- film poster
- Directed by: Jorge Olguín
- Written by: Jorge Olguín
- Produced by: Álvaro Fáez Marcelo Rojas
- Starring: Álvaro Morales Blanca Lewin Andrea Freund
- Cinematography: Arnaldo Rodríguez
- Edited by: Max Cueto
- Music by: Juan Francisco Cueto
- Production companies: Angel Films Producciones Sobras.com Producciones
- Distributed by: Troma Entertainment
- Release date: October 31, 2000;
- Running time: 85 minutes
- Country: Chile
- Language: Spanish
- Budget: $25,000

= Ángel Negro =

Ángel Negro ("Dark Angel") is a 2000 Chilean slasher film written and directed by Jorge Olguín. Ángel Negro is the first Chilean horror film. After a mysterious accident, a group of friends is hunted down by a masked killer.

== Plot ==
The film depicts the story of Gabriel Echeverría, who, years after graduating from high school with his group of friends, learns that his former classmate Rafael has been brutally murdered. His widow is Gabriel's old friend Carolina Ferrer, whose husband Miguel was also recently killed. Gabriel begins having visions of his ex-girlfriend Ángel, who died ten years earlier at Piedra Feliz, a cliff infamous for the numerous suicides that have occurred there. Gabriel fears that the murders are connected to Ángel's death and that Carolina and Lorena, another one of his friends, could be the next targets. Gabriel discloses to Carolina the truth about his relationship with Ángel and shows her footage of Miguel raping Ángel after she discovered that he was only with her as part of a bet.

== Cast ==
- Álvaro Morales as Gabriel Echeverría
- Andrea Freund as Carolina viuda de Ferrer
- Blanca Lewin as Angel Cruz
- Juan Pablo Bastidas as Miguel Ferrer

== Production ==
Director Jorge Olguín wanted to make a homage to his favorite filmmakers, John Carpenter and Dario Argento.
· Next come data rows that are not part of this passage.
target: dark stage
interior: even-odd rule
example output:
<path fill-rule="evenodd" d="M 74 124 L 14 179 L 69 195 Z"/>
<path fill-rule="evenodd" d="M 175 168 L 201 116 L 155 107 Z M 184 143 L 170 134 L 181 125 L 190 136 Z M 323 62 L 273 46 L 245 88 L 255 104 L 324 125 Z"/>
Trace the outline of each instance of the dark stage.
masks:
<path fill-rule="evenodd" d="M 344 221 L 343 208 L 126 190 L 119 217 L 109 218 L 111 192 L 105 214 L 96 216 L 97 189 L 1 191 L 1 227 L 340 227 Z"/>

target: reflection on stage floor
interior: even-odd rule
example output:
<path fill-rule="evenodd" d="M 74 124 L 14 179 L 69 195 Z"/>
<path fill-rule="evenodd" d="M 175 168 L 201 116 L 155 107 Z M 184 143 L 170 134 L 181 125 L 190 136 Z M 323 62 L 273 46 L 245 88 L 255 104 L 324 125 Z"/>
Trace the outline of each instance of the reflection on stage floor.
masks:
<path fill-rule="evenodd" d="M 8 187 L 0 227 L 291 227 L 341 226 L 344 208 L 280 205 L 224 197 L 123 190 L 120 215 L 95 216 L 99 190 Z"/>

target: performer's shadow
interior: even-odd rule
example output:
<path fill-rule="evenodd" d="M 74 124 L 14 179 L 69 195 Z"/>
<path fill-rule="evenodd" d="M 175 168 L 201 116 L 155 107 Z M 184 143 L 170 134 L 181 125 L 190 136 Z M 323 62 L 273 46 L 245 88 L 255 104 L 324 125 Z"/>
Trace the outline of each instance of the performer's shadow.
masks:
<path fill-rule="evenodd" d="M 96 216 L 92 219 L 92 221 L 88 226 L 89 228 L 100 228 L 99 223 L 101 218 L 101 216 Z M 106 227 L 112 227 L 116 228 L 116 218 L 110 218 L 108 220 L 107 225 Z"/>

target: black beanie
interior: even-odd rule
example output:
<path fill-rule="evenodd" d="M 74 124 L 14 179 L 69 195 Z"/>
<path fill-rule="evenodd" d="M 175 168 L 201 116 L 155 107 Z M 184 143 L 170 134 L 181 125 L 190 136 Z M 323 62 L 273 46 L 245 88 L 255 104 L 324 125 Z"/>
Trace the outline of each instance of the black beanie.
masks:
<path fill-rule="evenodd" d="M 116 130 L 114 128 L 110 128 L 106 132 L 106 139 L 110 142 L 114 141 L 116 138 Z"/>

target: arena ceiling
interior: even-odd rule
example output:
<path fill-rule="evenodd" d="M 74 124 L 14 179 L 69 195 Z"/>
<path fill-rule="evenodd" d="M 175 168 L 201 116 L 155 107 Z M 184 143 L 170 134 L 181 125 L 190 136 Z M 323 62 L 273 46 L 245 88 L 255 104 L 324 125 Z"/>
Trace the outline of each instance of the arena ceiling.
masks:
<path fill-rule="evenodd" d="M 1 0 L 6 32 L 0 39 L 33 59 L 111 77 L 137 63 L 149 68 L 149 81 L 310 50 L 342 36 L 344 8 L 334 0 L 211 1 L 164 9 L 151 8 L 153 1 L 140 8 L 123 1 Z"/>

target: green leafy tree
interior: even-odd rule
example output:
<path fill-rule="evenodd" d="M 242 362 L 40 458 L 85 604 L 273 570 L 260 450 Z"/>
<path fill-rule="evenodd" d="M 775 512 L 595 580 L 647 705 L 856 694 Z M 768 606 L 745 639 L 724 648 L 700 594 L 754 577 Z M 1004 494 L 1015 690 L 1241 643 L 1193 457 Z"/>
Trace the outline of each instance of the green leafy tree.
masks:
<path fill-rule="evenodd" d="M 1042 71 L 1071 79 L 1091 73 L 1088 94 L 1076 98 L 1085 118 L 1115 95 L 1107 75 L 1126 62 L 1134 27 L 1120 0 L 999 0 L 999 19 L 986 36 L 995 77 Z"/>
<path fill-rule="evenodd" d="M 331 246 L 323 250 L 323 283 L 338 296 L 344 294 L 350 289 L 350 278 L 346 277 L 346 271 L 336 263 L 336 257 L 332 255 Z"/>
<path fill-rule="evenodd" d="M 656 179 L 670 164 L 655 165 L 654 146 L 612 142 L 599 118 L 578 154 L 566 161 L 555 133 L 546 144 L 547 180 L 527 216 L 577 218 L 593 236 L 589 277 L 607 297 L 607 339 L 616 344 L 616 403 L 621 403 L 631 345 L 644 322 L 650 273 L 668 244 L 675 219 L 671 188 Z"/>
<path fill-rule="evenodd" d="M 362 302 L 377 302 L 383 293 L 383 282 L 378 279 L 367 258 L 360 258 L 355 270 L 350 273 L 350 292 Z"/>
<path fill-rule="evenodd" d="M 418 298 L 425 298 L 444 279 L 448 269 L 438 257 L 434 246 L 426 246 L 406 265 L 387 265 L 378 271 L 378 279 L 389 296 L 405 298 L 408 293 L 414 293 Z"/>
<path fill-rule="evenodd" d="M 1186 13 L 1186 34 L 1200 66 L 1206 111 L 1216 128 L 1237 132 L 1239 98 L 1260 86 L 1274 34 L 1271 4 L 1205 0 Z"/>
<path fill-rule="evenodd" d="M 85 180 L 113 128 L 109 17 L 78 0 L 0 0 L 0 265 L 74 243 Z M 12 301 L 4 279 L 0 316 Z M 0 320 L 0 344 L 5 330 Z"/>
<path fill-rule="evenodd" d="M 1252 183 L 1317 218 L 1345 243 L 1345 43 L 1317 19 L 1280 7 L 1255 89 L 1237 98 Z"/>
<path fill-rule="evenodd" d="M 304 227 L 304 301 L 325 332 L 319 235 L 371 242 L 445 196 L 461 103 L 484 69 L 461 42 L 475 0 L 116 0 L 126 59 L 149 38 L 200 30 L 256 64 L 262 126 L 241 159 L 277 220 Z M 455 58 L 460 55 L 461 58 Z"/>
He decided to use all the standard giallo and slasher film tropes and cliches but with a unique Latin American flavor. Shooting took 20 days and was in Santiago.

== Release ==
Ángel Negro premiered on October 31, 2000, and it entered wide release in Chile on November 1, 2000. Troma Entertainment released it on DVD in the United States on October 25, 2003.

== Reception ==

Mike Long of DVD Talk rated it 1/5 stars and called it "dull, pointless, and unoriginal." David Johnson of DVD Verdict wrote that the film "is not piss-poor by any means, but it certainly won't change the way you look at horror movies."